First Published: 1973
302 pages About the Book
Preview

About The Movie

When Kurt Vonnegut´s Breakfast of Champions finally made it to the screen in 1999 -- directed by Alan Rudolph and starring its producer, Bruce Willis -- it had been in some stage of development as a film for almost 25 years. Rudolph´s film was not a success in its brief and limited theatrical run, though it has resurfaced on home video.



Robert Altman was to have made the film, and he apparently intended to do it at some point after he finished Buffalo Bill and the Indians, with which he followed up his triumphant 1975 film Nashville. Both the Vonnegut novel and E.L. Doctorow´s Ragtime were on Altman´s schedule.

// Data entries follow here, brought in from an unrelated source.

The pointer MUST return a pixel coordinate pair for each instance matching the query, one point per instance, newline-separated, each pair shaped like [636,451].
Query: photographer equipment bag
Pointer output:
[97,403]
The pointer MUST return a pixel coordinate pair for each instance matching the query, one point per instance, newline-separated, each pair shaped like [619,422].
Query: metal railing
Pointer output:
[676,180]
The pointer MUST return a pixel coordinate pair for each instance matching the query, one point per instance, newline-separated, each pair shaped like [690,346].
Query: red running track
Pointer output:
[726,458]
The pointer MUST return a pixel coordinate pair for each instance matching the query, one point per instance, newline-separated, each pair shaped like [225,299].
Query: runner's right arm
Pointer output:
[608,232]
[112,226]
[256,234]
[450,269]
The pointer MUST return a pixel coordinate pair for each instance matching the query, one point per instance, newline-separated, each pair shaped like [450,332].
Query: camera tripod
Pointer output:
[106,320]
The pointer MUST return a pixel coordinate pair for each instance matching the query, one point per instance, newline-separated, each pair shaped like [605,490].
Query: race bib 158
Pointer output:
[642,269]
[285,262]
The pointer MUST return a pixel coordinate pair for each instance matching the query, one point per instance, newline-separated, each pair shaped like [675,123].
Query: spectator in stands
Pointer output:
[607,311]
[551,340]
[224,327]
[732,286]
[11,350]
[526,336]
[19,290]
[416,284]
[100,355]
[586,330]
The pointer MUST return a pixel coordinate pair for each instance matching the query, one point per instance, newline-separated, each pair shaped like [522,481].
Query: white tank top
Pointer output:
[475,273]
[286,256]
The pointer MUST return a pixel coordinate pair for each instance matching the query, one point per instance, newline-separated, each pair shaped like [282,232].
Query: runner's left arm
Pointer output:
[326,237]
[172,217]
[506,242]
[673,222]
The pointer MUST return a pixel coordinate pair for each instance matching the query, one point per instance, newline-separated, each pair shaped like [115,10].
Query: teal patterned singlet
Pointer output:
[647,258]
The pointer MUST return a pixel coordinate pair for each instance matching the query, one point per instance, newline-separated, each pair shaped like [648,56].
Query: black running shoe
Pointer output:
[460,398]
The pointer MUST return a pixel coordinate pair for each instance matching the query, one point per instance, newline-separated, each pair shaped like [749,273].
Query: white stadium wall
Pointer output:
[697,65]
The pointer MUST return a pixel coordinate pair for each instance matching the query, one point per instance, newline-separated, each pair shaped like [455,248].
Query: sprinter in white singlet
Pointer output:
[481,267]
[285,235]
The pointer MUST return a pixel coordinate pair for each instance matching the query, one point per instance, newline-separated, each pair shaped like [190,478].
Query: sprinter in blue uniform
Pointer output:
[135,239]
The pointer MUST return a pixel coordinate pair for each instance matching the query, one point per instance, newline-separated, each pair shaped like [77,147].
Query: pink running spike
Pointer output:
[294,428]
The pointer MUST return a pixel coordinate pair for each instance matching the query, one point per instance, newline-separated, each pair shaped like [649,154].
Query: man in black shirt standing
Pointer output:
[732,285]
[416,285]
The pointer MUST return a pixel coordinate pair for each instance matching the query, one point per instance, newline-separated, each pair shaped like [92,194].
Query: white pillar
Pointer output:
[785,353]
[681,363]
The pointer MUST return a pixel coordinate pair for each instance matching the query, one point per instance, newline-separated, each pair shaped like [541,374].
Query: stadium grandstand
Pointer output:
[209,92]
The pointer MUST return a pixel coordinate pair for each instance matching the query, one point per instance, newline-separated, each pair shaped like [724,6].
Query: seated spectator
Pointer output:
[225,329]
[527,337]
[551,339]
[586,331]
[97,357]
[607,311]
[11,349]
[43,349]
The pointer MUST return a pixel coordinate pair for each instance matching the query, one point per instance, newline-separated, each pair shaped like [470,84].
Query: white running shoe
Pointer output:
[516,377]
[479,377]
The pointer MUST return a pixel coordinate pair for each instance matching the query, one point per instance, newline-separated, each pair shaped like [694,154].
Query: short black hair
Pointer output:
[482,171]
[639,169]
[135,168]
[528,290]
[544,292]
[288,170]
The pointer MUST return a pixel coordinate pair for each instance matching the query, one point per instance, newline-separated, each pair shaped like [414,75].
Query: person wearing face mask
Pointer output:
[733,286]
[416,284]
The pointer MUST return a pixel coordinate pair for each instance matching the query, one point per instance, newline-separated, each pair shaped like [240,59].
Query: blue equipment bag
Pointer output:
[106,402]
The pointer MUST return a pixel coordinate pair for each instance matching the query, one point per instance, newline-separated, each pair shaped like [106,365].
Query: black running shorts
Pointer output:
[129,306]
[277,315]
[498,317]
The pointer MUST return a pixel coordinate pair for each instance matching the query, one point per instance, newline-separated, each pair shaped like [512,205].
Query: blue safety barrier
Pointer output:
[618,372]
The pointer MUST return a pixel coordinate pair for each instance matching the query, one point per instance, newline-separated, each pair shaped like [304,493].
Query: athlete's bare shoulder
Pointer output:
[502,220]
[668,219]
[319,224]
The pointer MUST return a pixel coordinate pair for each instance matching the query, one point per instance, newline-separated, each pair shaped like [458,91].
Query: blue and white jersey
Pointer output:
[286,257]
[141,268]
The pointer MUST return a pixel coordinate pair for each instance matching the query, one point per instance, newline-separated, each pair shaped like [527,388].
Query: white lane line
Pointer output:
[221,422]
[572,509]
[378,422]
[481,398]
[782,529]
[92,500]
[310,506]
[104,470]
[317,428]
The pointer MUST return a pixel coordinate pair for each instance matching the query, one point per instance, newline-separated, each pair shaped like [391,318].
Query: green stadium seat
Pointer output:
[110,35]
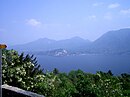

In an interview he gave in 1976, the director even mentioned a cast -- Peter Falk as Dwayne Hoover, Sterling Hayden as Kilgore Trout and, improbably, a gender-bending Ruth Gordon as Eliot Rosewater. Vonnegut himself talked in interviews about how Altman would handle the book, and he was pleased with what he had seen of a freely adapted script. Buffalo Bill and the Indians was a failure, and Altman´s plans changed. Ragtime was made in 1981 by Milos Forman, an entirely different film from the one Altman envisioned. But the plan for Breakfast of Champions endured.



The project remained on the back burner until Bruce Willis became interested in the early 1990s. The film finally came together under the direction of Rudolph, who had drafted the screenplay when he was Altman´s protegé in the 1970s and is now a respected independent director himself (Choose Me, Afterglow). Bruce Willis plays Dwayne Hoover, with Albert Finney as Kilgore Trout, and the cast includes Nick Nolte and Barbara Hershey. The film stumbles on a tricky matter that most diminishes other Vonnegut film adaptations. The manic craziness of the book is recreated, but the film fails to find a cinematic equivalent of the galvanic sensibility on the page that knits Vonnegut´s vision.